Mi stupisco di chi scrive il suo necrologio; così come di mio padre, che ha comperato anni fa la sua tomba.
Per il mio modo di vedere, quando la vita finisce, finisce


#3

Non ho esperienza diretta di ultraleggeri, ma per i piccoli aerei a elica certificati come aeromobili posso dire che è pieno di modelli progettati anche una quarantina di anni fa che la vite non la vogliono proprio fare, nel senso che per iniziarla bisogna forzarla con una manovra anche piuttosto difficile (portarsi in prossimità dello stallo e mantenere i comandi di volo incrociati, per esempio pedaliera a fondo corsa a sinistra e volantino a fondocorsa destra e tutto a cabrare). E comunque, anche nel difficile caso in cui ci si dovesse trovare in vite, è sufficiente lasciare letteralmente i comandi e si esce spontaneamente dalla vite. Alcuni aerei con queste caratteristiche sono il Piper PA18, i Cessna ala alta come il 152 o il 172, il Partenavia P66, insomma ce ne sono un bel po’…
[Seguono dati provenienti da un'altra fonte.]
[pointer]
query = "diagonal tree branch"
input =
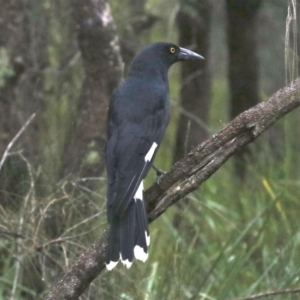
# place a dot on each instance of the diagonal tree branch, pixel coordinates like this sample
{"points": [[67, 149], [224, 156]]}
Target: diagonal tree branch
{"points": [[184, 177]]}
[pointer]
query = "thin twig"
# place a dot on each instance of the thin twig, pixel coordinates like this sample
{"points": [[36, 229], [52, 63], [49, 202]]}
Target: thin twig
{"points": [[5, 154], [270, 293]]}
Non capisco molto dunque di quale novità ci parli questo articolo, a parte una bella presentazione dell’Icon A5…


#4

Credo che la novità sia l’introduzione di un capitolo apposito nel codice FAA che regolamenta la progettazione e il comportamento da tenere per un’eventuale entrata in vite, capitolo che, a quanto apprendo, prima non c’era.


#5

Più che altro questo non è proprio uno “spinoff”, ma semmai il risultato di una ricerca specifica di NASA nel campo dell’aviazione.

Per spinoff credo si intenda l’utilizzo di scoperte o tecnologie in ambito diverso da quello per cui sono state concepite…


#6

Vero! Il pilota arriva dal Langley Research Center che è un laboratorio di aeronautica civile, perciò se l’è fatta e se l’è detta all’interno dello stesso ambito. Mi era già capitato di eliminare uno spin-off perché la tecnologia era poi stata utilizzata su… satelliti. E allora. Che trasferimento è? :grin: In questo caso non ho pensato di delistarlo.